Samir was deep in the closet growing up in Dushanbe. “I never have been a very masculine guy,” he said, adding that he hid his sexual orientation even from his parents.

He embraced dancing as a youngster, and developed a reputation internationally. At age 10, he represented Tijikistan and the USSR at a world culture festival in Israel.

But the fall of the Soviet Union meant independence for Tijikistan, and a civil war erupted within the country, lasting from 1992 to 1997.

“We became refugees from the civil war,” Samir said. In 1993, the family fled to the United States, and settled in New York City. “Thank God for America!” he added with considerable emotion.

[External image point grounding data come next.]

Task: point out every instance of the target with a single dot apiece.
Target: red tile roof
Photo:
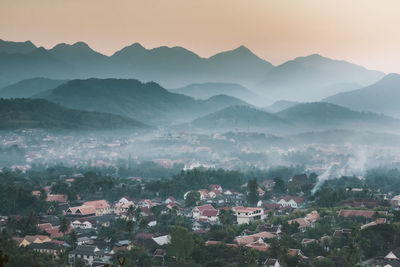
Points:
(205, 207)
(57, 198)
(359, 213)
(210, 213)
(97, 204)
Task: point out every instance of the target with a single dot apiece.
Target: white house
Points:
(290, 201)
(248, 214)
(81, 224)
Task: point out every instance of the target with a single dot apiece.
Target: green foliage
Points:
(252, 193)
(192, 198)
(194, 180)
(182, 243)
(39, 113)
(280, 186)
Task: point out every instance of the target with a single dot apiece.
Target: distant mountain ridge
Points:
(39, 113)
(29, 87)
(302, 79)
(147, 102)
(173, 67)
(207, 90)
(314, 77)
(299, 118)
(380, 97)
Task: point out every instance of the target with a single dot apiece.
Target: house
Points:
(46, 247)
(124, 200)
(341, 233)
(122, 246)
(271, 263)
(308, 221)
(198, 210)
(312, 217)
(87, 253)
(367, 214)
(291, 201)
(122, 206)
(248, 239)
(162, 240)
(306, 241)
(201, 226)
(270, 228)
(82, 224)
(303, 223)
(81, 211)
(160, 254)
(373, 223)
(393, 255)
(170, 200)
(216, 187)
(299, 179)
(101, 206)
(248, 214)
(146, 203)
(57, 198)
(203, 194)
(297, 253)
(259, 245)
(29, 239)
(268, 184)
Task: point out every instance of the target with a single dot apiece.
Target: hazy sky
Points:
(366, 32)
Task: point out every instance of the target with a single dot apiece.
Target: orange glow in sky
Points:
(365, 32)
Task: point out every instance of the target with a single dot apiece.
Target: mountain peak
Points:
(77, 45)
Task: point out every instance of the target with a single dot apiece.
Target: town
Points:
(209, 217)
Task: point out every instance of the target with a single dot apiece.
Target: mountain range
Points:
(146, 102)
(302, 79)
(380, 97)
(207, 90)
(29, 87)
(39, 113)
(314, 77)
(299, 118)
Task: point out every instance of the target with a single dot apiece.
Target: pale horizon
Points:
(361, 32)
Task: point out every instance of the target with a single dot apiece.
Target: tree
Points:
(73, 237)
(280, 186)
(182, 243)
(129, 227)
(226, 217)
(64, 225)
(137, 214)
(252, 193)
(192, 198)
(131, 211)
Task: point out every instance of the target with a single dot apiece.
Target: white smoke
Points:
(355, 166)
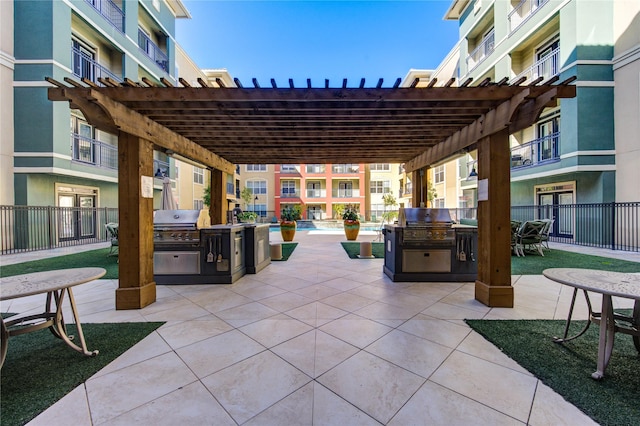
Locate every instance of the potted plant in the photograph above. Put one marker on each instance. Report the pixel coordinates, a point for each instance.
(351, 223)
(288, 221)
(247, 217)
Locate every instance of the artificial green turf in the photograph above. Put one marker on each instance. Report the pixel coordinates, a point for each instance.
(40, 369)
(534, 264)
(98, 258)
(567, 367)
(353, 249)
(287, 250)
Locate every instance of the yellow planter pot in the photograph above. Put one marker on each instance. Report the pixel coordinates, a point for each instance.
(351, 229)
(288, 230)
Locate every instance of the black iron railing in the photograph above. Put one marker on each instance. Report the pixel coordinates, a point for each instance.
(110, 11)
(614, 226)
(31, 228)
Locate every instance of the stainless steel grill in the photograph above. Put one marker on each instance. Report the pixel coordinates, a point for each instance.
(177, 228)
(427, 225)
(425, 246)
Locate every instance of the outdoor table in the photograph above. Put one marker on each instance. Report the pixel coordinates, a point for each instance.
(55, 284)
(608, 284)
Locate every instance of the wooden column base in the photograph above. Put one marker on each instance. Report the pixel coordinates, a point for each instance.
(497, 296)
(135, 297)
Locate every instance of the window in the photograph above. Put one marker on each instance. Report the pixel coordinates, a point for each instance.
(377, 211)
(83, 58)
(438, 174)
(548, 139)
(380, 186)
(257, 186)
(547, 58)
(198, 175)
(288, 188)
(382, 167)
(345, 189)
(83, 141)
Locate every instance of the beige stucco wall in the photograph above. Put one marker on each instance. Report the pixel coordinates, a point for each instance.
(626, 65)
(6, 103)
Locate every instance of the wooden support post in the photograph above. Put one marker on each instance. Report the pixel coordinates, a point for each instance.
(136, 287)
(493, 286)
(218, 208)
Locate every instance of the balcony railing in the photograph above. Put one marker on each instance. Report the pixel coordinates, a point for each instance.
(316, 193)
(316, 168)
(345, 193)
(110, 11)
(523, 11)
(289, 193)
(161, 169)
(231, 190)
(86, 67)
(537, 151)
(345, 168)
(91, 151)
(483, 50)
(152, 51)
(546, 67)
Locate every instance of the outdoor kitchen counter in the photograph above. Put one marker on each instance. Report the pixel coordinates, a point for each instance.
(414, 254)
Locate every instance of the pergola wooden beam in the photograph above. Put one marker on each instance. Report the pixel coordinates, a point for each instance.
(220, 127)
(112, 116)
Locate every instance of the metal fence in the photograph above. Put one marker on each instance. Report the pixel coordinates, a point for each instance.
(614, 226)
(31, 228)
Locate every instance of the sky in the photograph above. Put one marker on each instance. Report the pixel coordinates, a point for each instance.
(317, 39)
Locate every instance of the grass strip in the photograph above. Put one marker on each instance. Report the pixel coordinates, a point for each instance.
(567, 367)
(40, 368)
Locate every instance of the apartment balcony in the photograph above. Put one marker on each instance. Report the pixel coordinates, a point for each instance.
(546, 68)
(86, 67)
(316, 193)
(345, 193)
(522, 11)
(110, 11)
(289, 193)
(345, 168)
(407, 191)
(94, 152)
(161, 168)
(315, 168)
(537, 151)
(152, 51)
(483, 50)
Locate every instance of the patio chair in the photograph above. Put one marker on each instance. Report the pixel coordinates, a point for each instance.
(528, 235)
(544, 234)
(515, 225)
(112, 234)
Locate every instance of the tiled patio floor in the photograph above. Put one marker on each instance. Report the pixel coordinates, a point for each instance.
(317, 340)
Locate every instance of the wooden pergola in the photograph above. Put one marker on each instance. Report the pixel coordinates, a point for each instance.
(223, 126)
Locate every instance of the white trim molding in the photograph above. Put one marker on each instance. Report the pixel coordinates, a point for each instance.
(65, 172)
(589, 153)
(6, 60)
(626, 57)
(42, 155)
(564, 170)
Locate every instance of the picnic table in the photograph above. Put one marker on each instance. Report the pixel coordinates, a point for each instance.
(56, 284)
(608, 284)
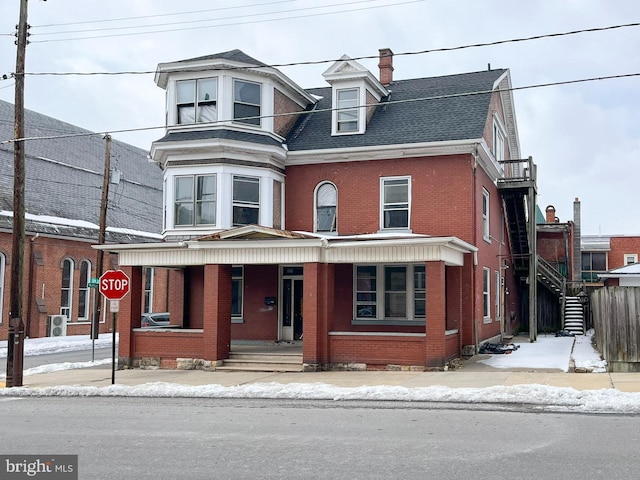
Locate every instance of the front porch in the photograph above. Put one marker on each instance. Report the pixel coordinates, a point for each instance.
(317, 304)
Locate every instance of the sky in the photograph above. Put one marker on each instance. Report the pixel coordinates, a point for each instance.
(584, 137)
(547, 352)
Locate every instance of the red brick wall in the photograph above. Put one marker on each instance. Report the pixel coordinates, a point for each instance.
(435, 210)
(621, 246)
(377, 351)
(45, 283)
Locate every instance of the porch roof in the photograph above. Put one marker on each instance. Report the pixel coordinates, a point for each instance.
(255, 245)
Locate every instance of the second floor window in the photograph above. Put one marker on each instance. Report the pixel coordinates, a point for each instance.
(197, 100)
(67, 288)
(195, 200)
(485, 215)
(395, 202)
(246, 102)
(326, 202)
(83, 290)
(246, 200)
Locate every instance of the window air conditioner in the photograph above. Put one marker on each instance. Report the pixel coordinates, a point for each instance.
(57, 326)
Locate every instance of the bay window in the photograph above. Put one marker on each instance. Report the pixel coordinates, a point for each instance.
(195, 200)
(246, 200)
(196, 100)
(246, 102)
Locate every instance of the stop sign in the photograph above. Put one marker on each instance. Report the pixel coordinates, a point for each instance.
(114, 284)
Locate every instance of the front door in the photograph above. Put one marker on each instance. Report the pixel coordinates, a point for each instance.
(291, 311)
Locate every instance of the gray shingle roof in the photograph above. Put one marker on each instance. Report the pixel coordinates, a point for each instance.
(234, 55)
(441, 119)
(221, 134)
(64, 180)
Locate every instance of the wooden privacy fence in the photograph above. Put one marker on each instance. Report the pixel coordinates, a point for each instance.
(616, 321)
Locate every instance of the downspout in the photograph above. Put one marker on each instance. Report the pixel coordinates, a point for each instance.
(474, 236)
(30, 290)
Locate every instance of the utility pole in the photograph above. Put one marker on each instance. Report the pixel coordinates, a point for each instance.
(95, 326)
(15, 340)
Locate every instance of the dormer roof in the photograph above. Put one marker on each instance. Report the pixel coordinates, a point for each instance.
(346, 69)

Living in America also brought a newfound freedom, and Samir was able to embrace his homosexuality.

“I wasn’t allowed to be myself in a country like that,” he said of Tijikistan. “But here in America, I can be me.”

Samir is an emotional guy, and he encourages young people who are fearful of admitting who they are to come clean with their family and friends.

“To every gay kid in the closet, do not kill yourself,” he said with a lot of emotion in his voice. “Be yourself. Love yourself.

“I came from an old-fashioned culture,” Samir said. “I always knew I was gay as a kid. I was called gay, called a girl. I was feminine in my ways. … I hid my true self while growing up. It’s not healthy.”

Coming out did not go so well with his family, however.

“My Mom is still not accepting that I’m gay,” Samir said. “It was shocking to my parents when I came out. My Mom is a celebrity in her own right. She says it is embarrassing to her.”

Friends vanished at first. “Little by little, people are coming back into my life,” he said.

Yet, Samir has no regrets. He says coming out has not harmed his show-biz career. “There is no prejudice in the dance world,” he said.

“If you are already gay, from the beginning, it doesn’t matter,” Samir said. “It seems to only matter when you come out after you have already become a star.”

Samir acknowledges that he has never been in a long-term relationship.

“I have a strong personality,” he said. “I am very confident. I know what I want. That scares people.”

Samir said he usually gets bored after dating someone for a few weeks.

“I’ve just never found somebody I clicked with.”

If you go

Tickets are $30, $40 and $50 at www.SDBalboa.org.

Balboa Theatre is at 868 Fourth Ave., San Diego. (619/760/858) 570-1100.

Paid parking available in the NBC Building Garage at 225 Broadway. Enter Broadway Circle from Second Avenue and Broadway; to garage entrance down-ramp on the left, directly across from the Levi’s store.